One part of aftercare is nutrition. The nutritional status of all patients should be assessed before the start of therapy and also afterwards with every intervention, inpatient admission or treatment, as nutrition is particularly impaired after a gastrectomy, partial resection or other major procedures or therapies. This is why all patients are offered nutritional therapy. This applies in particular to patients who would otherwise probably not be able to cope with a planned therapy.

In the case of a gastrectomy, it is not only general food intake that is affected. Vitamin B12 can no longer be absorbed at all. It must therefore be substituted parenterally by injection for the rest of the patient's life after gastrectomy. If fatty stools also occur, pancreatic enzymes must also be administered. Unlike vitamin B12, however, they can be given orally.

In addition to nutritional control and therapy, the focus is on structured follow-up appointments. Follow-up appointments with clinical checks, endoscopic checks and imaging should take place at least after 6, 12, 18 and 24 months. After two years, there is a switch to annual check-ups, which continue until the fifth year.

Prognosis

As with most cancers, the prognosis depends on the stage. averaged across all stages, the 5-year survival rate is 30 to 32% for men and 33 to 34% for women. However, the earlier gastric cancer is detected, the better the prognosis. This also reinforces the fact that symptoms must be clarified at the latest when they have been present for three weeks.

If patients have undergone curative surgery, the 5-year survival rate by stage in the earlier stages is around

  • pTis (carcinoma in situ): approx. 100%
  • pT1 (early carcinoma): 90%
  • pT1N1M0 or pT2N0M0: 70%

If the cancer is already advanced, the success of treatment depends to a large extent on how well and, above all, how completely the tumor could be removed in the first operation.

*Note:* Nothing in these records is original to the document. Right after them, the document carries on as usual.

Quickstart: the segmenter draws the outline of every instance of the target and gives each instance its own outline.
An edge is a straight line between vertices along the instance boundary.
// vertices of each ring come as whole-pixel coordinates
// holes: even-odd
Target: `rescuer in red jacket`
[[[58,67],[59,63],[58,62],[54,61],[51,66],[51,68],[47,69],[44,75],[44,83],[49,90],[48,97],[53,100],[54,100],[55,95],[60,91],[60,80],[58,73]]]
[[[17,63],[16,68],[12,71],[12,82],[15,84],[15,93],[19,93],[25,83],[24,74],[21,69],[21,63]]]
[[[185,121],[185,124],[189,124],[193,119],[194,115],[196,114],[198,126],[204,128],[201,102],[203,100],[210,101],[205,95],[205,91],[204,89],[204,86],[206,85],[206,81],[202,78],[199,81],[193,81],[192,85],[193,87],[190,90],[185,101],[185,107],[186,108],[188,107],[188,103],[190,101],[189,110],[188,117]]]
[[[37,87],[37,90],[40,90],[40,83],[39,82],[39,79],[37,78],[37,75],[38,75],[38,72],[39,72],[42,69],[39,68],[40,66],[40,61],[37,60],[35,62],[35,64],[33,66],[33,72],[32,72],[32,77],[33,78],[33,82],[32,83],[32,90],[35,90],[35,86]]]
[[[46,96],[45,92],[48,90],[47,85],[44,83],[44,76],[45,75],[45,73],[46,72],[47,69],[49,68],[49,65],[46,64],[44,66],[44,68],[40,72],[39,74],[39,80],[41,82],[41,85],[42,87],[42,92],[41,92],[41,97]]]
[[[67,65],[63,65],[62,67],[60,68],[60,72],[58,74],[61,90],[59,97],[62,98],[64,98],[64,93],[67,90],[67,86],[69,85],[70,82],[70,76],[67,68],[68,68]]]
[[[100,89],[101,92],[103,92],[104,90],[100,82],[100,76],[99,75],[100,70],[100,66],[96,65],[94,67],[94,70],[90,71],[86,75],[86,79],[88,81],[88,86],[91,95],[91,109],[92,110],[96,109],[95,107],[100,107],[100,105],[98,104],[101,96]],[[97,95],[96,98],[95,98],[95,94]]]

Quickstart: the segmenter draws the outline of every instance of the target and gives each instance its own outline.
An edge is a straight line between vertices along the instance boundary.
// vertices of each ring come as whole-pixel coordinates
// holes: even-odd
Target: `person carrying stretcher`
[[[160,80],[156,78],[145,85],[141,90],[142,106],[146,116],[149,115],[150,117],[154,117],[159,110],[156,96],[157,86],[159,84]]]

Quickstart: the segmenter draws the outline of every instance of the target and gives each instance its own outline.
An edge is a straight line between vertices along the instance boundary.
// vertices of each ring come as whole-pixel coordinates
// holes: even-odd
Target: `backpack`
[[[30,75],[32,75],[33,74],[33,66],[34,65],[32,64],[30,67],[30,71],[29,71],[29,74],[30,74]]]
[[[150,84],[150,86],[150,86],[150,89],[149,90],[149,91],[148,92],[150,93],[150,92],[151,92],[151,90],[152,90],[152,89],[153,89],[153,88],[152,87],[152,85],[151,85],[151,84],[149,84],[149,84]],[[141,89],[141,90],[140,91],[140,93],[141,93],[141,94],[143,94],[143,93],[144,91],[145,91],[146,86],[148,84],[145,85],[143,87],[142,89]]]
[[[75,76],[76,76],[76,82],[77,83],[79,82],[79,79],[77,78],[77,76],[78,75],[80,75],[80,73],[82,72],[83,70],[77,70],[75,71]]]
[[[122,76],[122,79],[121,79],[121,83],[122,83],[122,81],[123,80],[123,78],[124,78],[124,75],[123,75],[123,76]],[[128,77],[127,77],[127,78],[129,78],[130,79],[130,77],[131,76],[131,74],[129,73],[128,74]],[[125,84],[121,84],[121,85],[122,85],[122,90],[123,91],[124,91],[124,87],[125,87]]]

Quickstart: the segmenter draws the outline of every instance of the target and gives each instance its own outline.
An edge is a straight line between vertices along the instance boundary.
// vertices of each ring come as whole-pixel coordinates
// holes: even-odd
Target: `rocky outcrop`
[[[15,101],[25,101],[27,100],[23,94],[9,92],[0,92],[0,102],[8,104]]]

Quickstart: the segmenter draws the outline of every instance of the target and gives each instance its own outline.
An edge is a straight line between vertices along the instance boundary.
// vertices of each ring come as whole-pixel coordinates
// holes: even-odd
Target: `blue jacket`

If the tumor and all affected lymph nodes can be completely removed (R0 resection), the 5-year survival rate in the later stages is around 45%. However, if the entire tumor cannot be removed and only an R1 or R2 resection is successful, almost all patients die within the next five years.

Prophylaxis

A healthy diet can partially prevent stomach cancer from developing. An important prophylaxis is the eradication of Helicobacter pylori in HP gastritis and regular check-up gastrostomies in patients at risk. More than 90% of early gastric carcinomas are discovered in patients with HP gastritis. Stopping or giving up smoking could also have a positive effect on the development of gastric cancer.